Sous les pavés drainants placés au niveau des poches de stationnement de la nouvelle place Foch à Wimereux, un bassin d’infiltration en caissons de 1060 m3 a été aménagé. Un tunnel débourbeur viendra récupérer l’eau de pluie qui sera prétraitée à 80% puis s’écoulera naturellement dans le sol par des tunnels placés perpendiculairement.

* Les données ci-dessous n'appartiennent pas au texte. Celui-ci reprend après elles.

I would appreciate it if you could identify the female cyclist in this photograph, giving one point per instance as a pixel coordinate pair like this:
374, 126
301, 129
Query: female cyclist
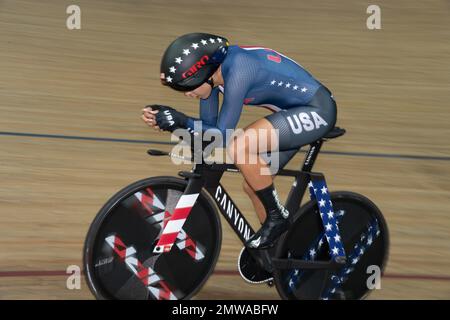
202, 66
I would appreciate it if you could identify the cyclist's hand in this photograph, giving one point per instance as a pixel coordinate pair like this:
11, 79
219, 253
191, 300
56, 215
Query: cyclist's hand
169, 119
149, 116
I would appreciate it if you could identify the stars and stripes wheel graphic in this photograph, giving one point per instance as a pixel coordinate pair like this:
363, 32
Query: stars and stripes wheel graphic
120, 261
363, 235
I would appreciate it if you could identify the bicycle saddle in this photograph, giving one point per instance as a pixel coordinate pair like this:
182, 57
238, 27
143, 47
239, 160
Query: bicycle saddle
334, 133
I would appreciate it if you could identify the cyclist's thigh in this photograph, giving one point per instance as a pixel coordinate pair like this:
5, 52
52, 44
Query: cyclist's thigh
303, 125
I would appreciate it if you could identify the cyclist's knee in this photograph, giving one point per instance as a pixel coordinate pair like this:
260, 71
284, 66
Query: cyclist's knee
246, 187
238, 147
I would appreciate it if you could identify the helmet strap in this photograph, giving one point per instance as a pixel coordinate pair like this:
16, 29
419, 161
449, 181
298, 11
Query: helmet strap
210, 82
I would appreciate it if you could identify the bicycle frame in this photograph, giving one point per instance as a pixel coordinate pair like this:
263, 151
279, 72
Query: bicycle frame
209, 176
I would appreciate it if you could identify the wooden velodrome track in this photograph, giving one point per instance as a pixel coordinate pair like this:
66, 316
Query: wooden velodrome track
57, 85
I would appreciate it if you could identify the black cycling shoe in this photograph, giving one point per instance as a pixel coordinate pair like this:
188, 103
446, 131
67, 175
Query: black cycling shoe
275, 225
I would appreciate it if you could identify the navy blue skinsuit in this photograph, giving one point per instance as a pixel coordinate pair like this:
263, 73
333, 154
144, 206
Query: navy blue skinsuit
304, 110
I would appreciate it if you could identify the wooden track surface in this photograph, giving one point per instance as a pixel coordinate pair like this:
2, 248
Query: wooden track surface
391, 85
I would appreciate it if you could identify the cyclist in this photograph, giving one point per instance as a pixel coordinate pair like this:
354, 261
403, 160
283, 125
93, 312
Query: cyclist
204, 65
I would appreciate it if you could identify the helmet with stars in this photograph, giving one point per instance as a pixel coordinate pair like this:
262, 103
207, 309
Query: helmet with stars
192, 59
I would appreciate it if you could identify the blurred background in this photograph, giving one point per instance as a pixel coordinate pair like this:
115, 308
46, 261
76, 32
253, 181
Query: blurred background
71, 134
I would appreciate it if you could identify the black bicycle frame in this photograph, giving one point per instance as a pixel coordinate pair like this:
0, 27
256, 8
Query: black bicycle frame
209, 175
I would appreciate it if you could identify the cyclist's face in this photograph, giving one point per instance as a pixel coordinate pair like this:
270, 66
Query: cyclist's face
201, 92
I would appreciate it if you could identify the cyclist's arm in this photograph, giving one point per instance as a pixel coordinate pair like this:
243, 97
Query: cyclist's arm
209, 111
237, 84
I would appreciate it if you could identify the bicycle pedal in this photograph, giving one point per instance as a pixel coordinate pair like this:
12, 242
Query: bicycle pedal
251, 271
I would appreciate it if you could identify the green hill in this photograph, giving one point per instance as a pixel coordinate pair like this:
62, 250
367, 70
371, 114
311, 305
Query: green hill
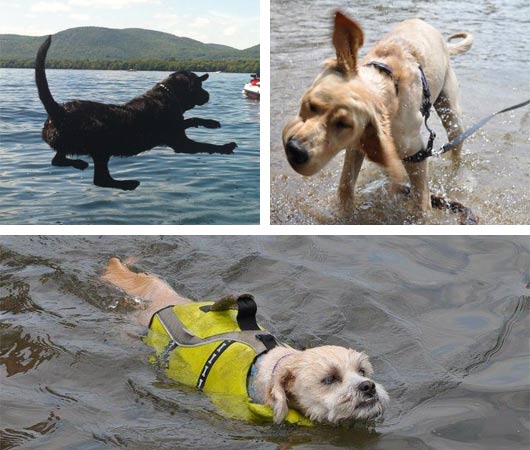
96, 47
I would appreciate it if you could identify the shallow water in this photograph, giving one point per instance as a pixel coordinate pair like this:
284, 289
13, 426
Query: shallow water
174, 189
445, 320
494, 180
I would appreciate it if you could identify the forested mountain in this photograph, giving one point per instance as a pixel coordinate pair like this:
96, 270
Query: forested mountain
107, 48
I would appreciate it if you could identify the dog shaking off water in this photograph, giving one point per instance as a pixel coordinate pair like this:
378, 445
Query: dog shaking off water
103, 130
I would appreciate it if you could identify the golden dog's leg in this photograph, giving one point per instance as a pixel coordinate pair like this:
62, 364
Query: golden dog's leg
353, 160
419, 181
156, 292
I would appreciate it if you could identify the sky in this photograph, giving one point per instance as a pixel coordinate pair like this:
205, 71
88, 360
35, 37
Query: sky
228, 22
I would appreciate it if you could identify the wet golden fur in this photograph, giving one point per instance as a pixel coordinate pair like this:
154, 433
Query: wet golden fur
354, 107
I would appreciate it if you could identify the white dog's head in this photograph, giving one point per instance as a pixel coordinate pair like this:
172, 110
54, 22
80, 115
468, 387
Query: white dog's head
327, 384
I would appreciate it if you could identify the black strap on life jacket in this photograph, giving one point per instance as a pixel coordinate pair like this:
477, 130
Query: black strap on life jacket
246, 316
425, 109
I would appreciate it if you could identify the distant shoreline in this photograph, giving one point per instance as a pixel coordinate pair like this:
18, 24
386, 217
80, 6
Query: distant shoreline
231, 66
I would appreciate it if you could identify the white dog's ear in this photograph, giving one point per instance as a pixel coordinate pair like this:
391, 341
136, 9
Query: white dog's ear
378, 145
277, 398
347, 39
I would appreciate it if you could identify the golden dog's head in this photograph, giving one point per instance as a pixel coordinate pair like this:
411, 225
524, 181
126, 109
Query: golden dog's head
328, 384
339, 111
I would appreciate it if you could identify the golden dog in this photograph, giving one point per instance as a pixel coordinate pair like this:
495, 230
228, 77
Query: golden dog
376, 113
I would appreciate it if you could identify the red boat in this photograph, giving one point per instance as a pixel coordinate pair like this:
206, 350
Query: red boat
251, 89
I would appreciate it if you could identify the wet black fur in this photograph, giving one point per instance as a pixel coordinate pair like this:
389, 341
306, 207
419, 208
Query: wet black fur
102, 130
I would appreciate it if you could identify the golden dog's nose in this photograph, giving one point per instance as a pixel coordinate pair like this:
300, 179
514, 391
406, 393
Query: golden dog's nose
296, 154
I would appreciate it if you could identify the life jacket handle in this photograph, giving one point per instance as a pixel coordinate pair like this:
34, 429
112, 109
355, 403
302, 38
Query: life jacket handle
246, 309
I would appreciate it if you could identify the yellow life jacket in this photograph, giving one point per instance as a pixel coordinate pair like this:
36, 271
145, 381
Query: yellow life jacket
211, 346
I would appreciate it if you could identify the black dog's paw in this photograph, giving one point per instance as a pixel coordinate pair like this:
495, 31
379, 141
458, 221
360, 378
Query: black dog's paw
128, 185
79, 164
228, 149
209, 123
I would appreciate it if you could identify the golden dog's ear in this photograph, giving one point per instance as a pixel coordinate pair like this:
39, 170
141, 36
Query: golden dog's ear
277, 396
378, 145
347, 39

Sous les pavés drainants placés au niveau des poches de stationnement de la nouvelle place Foch à Wimereux, un bassin d’infiltration en caissons de 1060 m3 a été aménagé. Un tunnel débourbeur viendra récupérer l’eau de pluie qui sera prétraitée à 80% puis s’écoulera naturellement dans le sol par des tunnels placés perpendiculairement.

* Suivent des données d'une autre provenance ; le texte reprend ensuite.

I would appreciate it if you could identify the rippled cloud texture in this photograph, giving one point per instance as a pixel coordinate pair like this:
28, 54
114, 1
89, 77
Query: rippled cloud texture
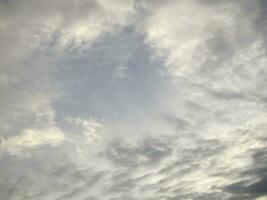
133, 100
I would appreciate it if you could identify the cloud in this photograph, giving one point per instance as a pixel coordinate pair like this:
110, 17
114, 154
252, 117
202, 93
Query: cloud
30, 139
133, 99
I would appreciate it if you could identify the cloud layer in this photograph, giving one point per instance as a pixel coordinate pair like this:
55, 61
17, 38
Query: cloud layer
133, 100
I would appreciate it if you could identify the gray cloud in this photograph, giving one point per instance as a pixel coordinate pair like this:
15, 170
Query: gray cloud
133, 100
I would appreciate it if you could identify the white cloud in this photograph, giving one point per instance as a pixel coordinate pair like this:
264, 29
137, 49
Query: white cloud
31, 139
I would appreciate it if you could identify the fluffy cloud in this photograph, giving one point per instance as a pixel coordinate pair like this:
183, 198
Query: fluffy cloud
133, 99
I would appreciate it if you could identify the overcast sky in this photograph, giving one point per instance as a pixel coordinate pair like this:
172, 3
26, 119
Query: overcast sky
133, 100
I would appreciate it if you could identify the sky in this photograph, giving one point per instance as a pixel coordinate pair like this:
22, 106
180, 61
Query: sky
133, 100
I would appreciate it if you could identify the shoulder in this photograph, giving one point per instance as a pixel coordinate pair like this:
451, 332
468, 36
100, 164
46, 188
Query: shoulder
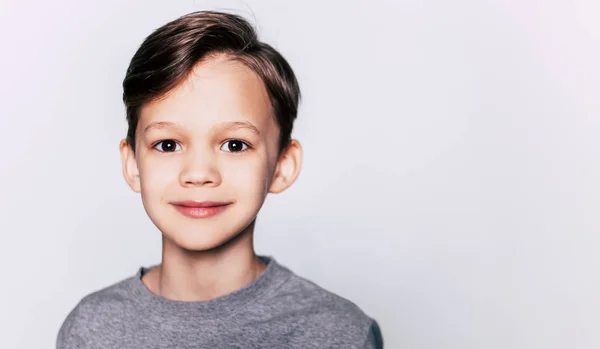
93, 312
324, 313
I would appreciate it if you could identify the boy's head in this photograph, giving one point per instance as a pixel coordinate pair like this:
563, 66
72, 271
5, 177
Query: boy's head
210, 112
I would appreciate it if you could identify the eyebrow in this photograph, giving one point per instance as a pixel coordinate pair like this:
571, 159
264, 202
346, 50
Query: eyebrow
232, 125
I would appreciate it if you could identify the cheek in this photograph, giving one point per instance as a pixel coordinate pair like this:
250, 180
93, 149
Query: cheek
250, 176
155, 177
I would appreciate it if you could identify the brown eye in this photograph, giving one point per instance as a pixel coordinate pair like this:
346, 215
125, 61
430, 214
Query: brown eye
167, 146
234, 146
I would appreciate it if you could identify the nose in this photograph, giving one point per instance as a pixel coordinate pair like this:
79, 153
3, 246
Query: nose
200, 169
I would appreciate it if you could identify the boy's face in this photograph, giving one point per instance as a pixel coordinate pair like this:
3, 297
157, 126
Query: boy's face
213, 141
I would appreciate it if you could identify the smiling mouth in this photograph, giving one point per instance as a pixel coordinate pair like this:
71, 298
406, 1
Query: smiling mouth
206, 209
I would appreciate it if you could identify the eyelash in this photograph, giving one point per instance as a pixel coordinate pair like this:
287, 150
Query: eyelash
248, 145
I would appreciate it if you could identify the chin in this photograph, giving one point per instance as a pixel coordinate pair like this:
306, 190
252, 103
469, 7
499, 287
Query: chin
202, 241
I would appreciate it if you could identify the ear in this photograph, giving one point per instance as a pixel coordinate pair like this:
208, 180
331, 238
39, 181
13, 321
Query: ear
288, 168
130, 168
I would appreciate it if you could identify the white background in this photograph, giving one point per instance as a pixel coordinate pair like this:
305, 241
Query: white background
451, 178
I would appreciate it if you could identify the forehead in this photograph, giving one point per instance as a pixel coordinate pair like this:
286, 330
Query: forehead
218, 90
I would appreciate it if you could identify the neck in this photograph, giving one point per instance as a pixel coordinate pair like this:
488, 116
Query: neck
204, 275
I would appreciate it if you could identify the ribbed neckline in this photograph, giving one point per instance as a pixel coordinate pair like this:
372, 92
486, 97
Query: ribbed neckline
271, 278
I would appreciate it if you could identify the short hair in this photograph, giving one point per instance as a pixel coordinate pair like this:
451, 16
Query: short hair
168, 55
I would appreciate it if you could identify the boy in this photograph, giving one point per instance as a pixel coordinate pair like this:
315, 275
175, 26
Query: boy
210, 111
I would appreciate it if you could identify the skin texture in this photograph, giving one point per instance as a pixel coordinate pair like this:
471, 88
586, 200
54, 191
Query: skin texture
212, 138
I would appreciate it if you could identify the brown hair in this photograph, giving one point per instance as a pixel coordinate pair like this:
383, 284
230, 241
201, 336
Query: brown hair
169, 54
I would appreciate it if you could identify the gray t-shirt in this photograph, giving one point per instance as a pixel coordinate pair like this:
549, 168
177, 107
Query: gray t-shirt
277, 310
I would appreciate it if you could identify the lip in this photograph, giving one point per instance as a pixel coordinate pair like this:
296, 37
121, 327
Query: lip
197, 209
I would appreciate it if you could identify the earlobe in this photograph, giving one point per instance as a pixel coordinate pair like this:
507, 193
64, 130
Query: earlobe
130, 168
288, 168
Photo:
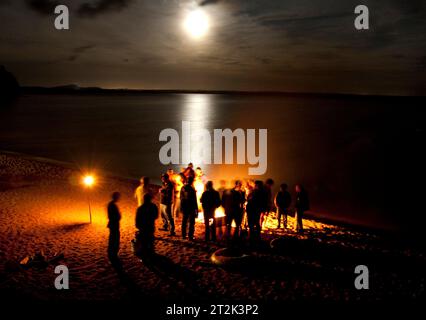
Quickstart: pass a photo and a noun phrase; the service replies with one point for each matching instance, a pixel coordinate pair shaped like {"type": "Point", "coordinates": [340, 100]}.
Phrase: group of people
{"type": "Point", "coordinates": [245, 207]}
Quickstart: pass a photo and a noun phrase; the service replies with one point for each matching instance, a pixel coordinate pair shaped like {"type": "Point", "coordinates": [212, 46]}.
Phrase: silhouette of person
{"type": "Point", "coordinates": [166, 204]}
{"type": "Point", "coordinates": [189, 207]}
{"type": "Point", "coordinates": [146, 215]}
{"type": "Point", "coordinates": [302, 205]}
{"type": "Point", "coordinates": [114, 217]}
{"type": "Point", "coordinates": [269, 183]}
{"type": "Point", "coordinates": [233, 202]}
{"type": "Point", "coordinates": [256, 204]}
{"type": "Point", "coordinates": [141, 190]}
{"type": "Point", "coordinates": [189, 171]}
{"type": "Point", "coordinates": [210, 200]}
{"type": "Point", "coordinates": [282, 202]}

Wimereux : La coquille Saint-Jacques s’invite dans le pavé

Dans le cadre de la réfection de la place Foch, la ville de Wimereux a décidé d’utiliser un pavé drainant à base de déchets de coquilles Saint-Jacques tout droit sortis de la zone Capécure à Boulogne-sur-Mer.

 

Décidemment, dans le secteur du BTP, le recyclage du coquillage a le vent en poupe. Après le carrelage en déchets de coquilles de moule (etNISI), voici le pavé drainant à base de coquilles Saint-Jacques, issu du projet VECOP développé et breveté par l’école d’ingénieurs ESITC Caen. Séduite, la ville de Wimereux sur la côte d’Opale, a décidé de l’employer à grande échelle pour la rénovation de la place Foch. Une première française.

MADE IN HAUTS-DE-FRANCE

Clément delobel, responsable du bureau d’étude VRD chez INGEO
Clément delobel, responsable du bureau d’étude VRD chez INGEO

« Pour son projet de réfection totale de l’avenue Foch et de sa place, explique Clément Delobel, responsable du BE VRD pour INGEO, la Ville, très portée sur l’économie circulaire, souhaitait réaliser un projet innovant. Nous avons fait les choses à fond, avec du stationnement matérialisé, un éclairage LED avec variation de puissance et détection de présence, la réutilisation des bordures existantes, la création de noues, l’usage d’enrobés au liant incolore avec des granulats du Boulonnais, la gestion des eaux pluviales avec un bassin d’infiltration… C’est pourquoi je leur ai proposé ce pavé drainant». Avec la proximité des déchets coquillés tout droit sortis de Capécure à Boulogne-sur-Mer, ce pavé 100 % local répond à la notion d’économie circulaire. Suite au brevet déposé par l’ESITC Caen en 2016, le pavé drainant a été mis en production par un industriel situé dans l’Oise.

TUNNEL DEBOURBEUR

Sous les pavés drainants placés au niveau des poches de stationnement de la place, un bassin d’infiltration en caissons de 1 060 m3 a été aménagé. Un tunnel débourbeur d’1m80 de diamètre, accessible facilement pour son entretien bi-annuel, récupère 80% des déchets de l’eau de pluie. L’eau s’écoulera naturellement dans le sol via des tunnels placés perpendiculairement. La ville, en séparant les eaux pluviales des eaux usées permettra de soulager un maximum sa station d’épuration. Ainsi la qualité des eaux de baignade, essentielle pour une station balnéaire, sera maitrisée. Démarrée en avril, la pose des pavés s’achevera début juin.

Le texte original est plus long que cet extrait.